Cytokine antagonists
Various types of cells and cytokines are involved in the complex pathological process of chronic airway inflammation and stimulate the abnormal production and secretion of mucin in bronchial epithelial cells. Bacillus Calmette-Guérin (BCG), as a nonspecific immunomodulator, is a type of powerful immune stimuli. It increases the expression levels of Th1-like cytokines (e.g. interferon-γ and interleukin (IL)-12), inhibits the expression of Th2-like cytokines, reduces the accumulation and infiltration of eosinophils in airways, and suppresses the hyperplasia and metaplasia of goblet cells as well as the resultant mucus production and secretion. Therefore, BCG achieves preventive and therapeutic results (63). Furthermore, studies on antagonists of other types of cytokines (e.g.
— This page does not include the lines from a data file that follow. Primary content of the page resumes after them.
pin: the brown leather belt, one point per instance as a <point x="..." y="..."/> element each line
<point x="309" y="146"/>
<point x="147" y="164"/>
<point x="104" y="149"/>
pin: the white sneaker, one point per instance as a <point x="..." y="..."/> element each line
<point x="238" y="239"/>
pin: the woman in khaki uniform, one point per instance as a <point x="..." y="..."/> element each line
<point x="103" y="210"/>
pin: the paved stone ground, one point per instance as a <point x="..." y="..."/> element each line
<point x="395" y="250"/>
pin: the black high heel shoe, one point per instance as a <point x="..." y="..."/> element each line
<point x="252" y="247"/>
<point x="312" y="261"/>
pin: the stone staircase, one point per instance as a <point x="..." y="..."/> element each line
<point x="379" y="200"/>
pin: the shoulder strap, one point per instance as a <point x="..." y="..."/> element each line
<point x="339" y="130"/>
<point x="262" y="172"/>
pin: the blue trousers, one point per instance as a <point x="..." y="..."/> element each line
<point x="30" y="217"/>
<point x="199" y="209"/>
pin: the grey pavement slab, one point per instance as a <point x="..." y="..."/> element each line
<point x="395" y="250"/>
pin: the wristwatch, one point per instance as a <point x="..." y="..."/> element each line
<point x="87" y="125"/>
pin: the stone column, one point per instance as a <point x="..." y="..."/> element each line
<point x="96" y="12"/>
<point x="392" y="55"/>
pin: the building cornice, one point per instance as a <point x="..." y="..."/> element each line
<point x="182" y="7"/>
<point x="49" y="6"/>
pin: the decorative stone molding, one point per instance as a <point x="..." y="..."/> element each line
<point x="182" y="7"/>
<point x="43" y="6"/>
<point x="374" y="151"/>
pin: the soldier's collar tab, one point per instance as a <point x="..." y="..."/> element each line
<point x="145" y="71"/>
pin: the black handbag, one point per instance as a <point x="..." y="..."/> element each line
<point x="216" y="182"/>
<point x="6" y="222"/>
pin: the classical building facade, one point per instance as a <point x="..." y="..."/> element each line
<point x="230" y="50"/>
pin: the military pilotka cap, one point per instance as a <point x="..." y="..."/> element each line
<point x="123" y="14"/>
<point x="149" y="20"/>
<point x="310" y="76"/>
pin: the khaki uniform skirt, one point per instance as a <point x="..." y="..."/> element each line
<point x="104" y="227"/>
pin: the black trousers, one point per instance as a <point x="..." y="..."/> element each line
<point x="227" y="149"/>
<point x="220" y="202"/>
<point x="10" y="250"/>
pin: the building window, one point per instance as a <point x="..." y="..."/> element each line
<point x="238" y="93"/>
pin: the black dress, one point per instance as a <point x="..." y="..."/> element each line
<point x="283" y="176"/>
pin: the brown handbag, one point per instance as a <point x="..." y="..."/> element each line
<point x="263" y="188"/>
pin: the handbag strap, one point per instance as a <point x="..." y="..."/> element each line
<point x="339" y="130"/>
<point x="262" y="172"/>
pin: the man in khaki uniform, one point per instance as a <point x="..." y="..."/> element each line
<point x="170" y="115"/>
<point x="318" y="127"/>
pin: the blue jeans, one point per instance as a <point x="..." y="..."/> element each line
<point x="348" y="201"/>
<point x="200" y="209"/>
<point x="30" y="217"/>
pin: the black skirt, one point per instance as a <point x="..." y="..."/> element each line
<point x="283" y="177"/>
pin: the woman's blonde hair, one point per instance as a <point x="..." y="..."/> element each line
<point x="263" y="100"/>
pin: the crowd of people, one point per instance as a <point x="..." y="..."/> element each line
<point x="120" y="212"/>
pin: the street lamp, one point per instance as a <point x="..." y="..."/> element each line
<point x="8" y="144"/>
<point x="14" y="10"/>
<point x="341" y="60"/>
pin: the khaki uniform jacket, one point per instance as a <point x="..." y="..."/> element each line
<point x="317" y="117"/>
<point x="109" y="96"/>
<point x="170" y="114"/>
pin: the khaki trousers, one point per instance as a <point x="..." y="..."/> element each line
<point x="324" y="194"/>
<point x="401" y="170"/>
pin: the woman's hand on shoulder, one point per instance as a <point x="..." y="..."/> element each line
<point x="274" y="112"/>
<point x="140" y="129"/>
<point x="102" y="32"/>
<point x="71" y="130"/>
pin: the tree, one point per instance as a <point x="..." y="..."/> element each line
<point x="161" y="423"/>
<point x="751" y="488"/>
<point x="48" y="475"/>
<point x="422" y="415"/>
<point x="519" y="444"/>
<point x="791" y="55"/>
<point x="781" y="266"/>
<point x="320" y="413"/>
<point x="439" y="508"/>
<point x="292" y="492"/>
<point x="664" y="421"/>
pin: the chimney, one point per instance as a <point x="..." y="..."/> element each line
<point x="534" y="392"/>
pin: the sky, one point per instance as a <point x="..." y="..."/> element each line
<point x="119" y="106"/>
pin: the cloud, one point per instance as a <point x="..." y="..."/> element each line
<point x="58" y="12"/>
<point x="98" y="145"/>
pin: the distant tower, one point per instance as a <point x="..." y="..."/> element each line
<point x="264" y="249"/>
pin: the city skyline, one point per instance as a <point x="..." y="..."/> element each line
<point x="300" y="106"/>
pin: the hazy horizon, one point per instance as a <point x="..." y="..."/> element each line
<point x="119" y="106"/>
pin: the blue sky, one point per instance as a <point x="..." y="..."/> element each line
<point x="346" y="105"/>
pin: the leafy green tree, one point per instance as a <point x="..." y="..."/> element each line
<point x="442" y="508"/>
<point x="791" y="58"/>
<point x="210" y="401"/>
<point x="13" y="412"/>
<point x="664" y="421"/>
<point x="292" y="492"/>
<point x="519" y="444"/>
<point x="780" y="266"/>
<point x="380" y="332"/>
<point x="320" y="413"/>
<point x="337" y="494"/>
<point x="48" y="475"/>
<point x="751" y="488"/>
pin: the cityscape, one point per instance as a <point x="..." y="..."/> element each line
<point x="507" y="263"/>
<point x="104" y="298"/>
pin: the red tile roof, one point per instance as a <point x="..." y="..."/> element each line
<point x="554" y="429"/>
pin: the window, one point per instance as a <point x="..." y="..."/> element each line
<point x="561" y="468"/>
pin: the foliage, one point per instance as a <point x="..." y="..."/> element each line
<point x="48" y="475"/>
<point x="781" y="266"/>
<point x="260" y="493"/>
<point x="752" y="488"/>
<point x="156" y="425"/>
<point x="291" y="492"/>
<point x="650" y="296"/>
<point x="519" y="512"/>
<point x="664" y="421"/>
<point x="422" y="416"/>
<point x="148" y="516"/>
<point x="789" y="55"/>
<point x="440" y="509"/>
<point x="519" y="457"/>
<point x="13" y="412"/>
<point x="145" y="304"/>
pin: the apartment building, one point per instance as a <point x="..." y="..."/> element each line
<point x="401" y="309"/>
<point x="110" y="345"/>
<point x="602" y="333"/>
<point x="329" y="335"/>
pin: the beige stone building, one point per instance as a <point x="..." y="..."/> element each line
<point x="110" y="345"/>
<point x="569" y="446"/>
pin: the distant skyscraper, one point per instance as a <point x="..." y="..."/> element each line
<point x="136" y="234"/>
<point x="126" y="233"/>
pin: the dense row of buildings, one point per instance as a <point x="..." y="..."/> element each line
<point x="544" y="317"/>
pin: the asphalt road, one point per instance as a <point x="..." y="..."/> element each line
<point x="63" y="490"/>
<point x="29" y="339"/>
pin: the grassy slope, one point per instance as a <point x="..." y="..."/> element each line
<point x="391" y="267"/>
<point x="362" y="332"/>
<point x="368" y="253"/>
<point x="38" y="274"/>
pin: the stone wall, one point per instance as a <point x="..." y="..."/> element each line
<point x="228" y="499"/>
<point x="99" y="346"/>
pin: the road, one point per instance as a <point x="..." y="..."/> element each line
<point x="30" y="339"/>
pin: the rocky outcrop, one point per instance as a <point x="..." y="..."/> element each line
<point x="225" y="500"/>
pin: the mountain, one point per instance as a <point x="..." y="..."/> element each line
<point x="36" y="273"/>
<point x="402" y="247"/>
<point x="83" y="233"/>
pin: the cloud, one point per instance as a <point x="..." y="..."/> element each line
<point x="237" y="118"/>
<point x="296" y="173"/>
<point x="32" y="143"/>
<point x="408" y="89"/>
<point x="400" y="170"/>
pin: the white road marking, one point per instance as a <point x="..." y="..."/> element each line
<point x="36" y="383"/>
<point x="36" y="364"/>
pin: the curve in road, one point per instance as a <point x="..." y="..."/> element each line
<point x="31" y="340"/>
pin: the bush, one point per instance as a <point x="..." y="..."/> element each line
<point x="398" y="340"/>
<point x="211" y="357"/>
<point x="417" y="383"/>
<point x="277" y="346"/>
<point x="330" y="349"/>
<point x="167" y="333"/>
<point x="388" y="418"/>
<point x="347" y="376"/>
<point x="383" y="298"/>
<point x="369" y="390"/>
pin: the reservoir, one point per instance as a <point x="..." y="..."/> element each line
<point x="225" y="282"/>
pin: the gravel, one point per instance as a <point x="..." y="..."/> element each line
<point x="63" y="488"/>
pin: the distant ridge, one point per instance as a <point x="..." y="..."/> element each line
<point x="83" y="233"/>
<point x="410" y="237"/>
IL-4, IL-9 and transforming growth factor-β) are in progress (64–66).
Purinergic agonists
The purine-sensitive receptor, P2Y2, has a comprehensive role in the regulation of the steady state of the airway mucus layer. The P2Y2 receptor, when activated, enhances the transmembrane movement of water molecules, thins out mucins and accelerates cilial transport mobility. P2Y2 receptor agonists include purine nucleoside triphosphates, pyrimidine nucleosides and INS365 (67). Studies have indicated that inhaled pyrimidine nucleosides and INS365 are capable of accelerating the mucus flow rate in airways and enhancing mucociliary clearance; another P2Y2 agonist, INS37217, has activity similar to that of pyrimidine nucleosides (68,69).
6. Summary
With the continued exploration of the role of airway mucus hypersecretion in the pathogenesis of chronic inflammatory airway diseases, the results confirm from an evidence-based medicine point of view that patients with chronic inflammatory airway diseases benefit from treatment with expectorants (70). The crucial role of timely and effective expectorant intervention for the treatment of chronic airway inflammatory disease has been widely accepted by clinicians. However, controversies remain over the applicable subjects, the reasonable dosage and the duration of treatment, among other therapeutic considerations. The phenomenon of chronic airway mucus hypersecretion (presenting as a cough and expectoration) is ubiquitous in all chronic airway inflammatory diseases. Therefore, a study has suggested that therapies targeting mucus hypersecretion in chronic airway inflammation should be recommended regardless of the presence of a chronic cough and expectoration (9). Thus, future studies on the mechanism of expectorant medicines and the exact role expectorant medicines should play in the standard treatment of chronic airway inflammatory diseases are required. The development of novel expectorant medicines and an optimal therapeutic regimen is required.
Acknowledgements
This review was supported by grants from the National Natural Science Foundation of China (no. 31171346; 81070031; 81100003; 81370111; and 31211120168).